The Premier League football season kicks off today, and dependent on your level of interest in the game, that’s likely to be either a reason to celebrate or an excuse to pick up a new hobby on Saturdays.

Football, and footballers, come in for a lot of stick these days. There seems to be endless questions asked of their suitability as role models for young supporters, and repeated accusations that their lifestyles have distanced them from every day fans. These are not questions that can be answered with a simple truth. Footballers are paid huge sums of money, but there is an argument that the sport provides an obvious example of social mobility in action. There is also an argument that footballers’ pay is, at least to some degree, more closey linked to performance than pay in other industries.

What is clear however is the extent to which football demonstrates the huge disparities in incomes in the UK. The average annual wage of the five best-paid footballers in the Premiership is around £12m. To put that into perspective, that’s the equivalent of roughly 982 minimum wage jobs, or about 447 nurses.

Paying large sums of money to highly sought after professionals with specific skills (and who are in short supply) is one thing. But the other side of the coin is the fact that, to date, Chelsea is the only Premier League team that is Living Wage accredited. In reality therefore, the differences in pay between football club staff is likely to be vast.

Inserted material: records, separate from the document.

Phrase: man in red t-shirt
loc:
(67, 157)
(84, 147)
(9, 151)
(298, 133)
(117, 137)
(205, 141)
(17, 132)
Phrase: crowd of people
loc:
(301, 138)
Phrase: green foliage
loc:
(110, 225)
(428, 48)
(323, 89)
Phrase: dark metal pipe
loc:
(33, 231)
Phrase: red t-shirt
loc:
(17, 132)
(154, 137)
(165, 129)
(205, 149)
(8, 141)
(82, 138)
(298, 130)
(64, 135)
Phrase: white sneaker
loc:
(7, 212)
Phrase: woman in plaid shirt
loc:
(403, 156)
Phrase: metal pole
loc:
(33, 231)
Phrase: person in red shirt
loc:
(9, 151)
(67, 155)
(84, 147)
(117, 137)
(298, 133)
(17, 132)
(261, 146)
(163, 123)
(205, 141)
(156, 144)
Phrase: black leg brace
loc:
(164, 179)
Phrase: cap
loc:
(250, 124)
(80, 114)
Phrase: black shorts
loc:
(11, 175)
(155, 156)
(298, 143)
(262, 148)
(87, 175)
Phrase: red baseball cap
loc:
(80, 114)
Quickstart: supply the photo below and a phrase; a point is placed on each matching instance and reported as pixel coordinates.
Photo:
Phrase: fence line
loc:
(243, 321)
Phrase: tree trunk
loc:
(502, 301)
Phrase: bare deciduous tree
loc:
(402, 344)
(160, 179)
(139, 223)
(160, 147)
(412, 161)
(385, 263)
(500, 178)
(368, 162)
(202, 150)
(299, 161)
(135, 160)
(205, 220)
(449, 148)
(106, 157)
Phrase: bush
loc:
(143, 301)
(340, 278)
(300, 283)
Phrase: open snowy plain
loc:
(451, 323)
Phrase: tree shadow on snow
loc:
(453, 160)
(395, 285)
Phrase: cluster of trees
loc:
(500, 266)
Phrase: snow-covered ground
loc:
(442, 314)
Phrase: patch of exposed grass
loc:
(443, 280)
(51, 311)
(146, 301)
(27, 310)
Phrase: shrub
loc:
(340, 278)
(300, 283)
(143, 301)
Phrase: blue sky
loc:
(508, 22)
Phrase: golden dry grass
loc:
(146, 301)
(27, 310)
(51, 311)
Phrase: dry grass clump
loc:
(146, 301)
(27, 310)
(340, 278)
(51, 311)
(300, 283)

One of the obvious attractions to football is that it is a team game. Anyone who has enjoyed going to a match has almost certainly felt a sense of community, the feeling of shared purpose with fellow fans and your team’s players. But it’s difficult to see pay within football clubs as indicative of this, especially when it appears there is a bottomless pit of money for top ‘talent’, but a vanishingly small pot for some other employees.

That’s why Pay Compare has launched its Fair Footy campaign. They’re asking people to lobby their football club to disclose pay ratios, to provide transparency and shed some light on the exact nature of pay differentials within clubs. More details can be found on their website here.

Pay inequality is not a problem unique to football. The UK is a hugely divided and unequal country, with vast disparities in income and wealth. Perhaps we don’t just need a reduction in inequality. Perhaps we also need a more basic interest in teamwork.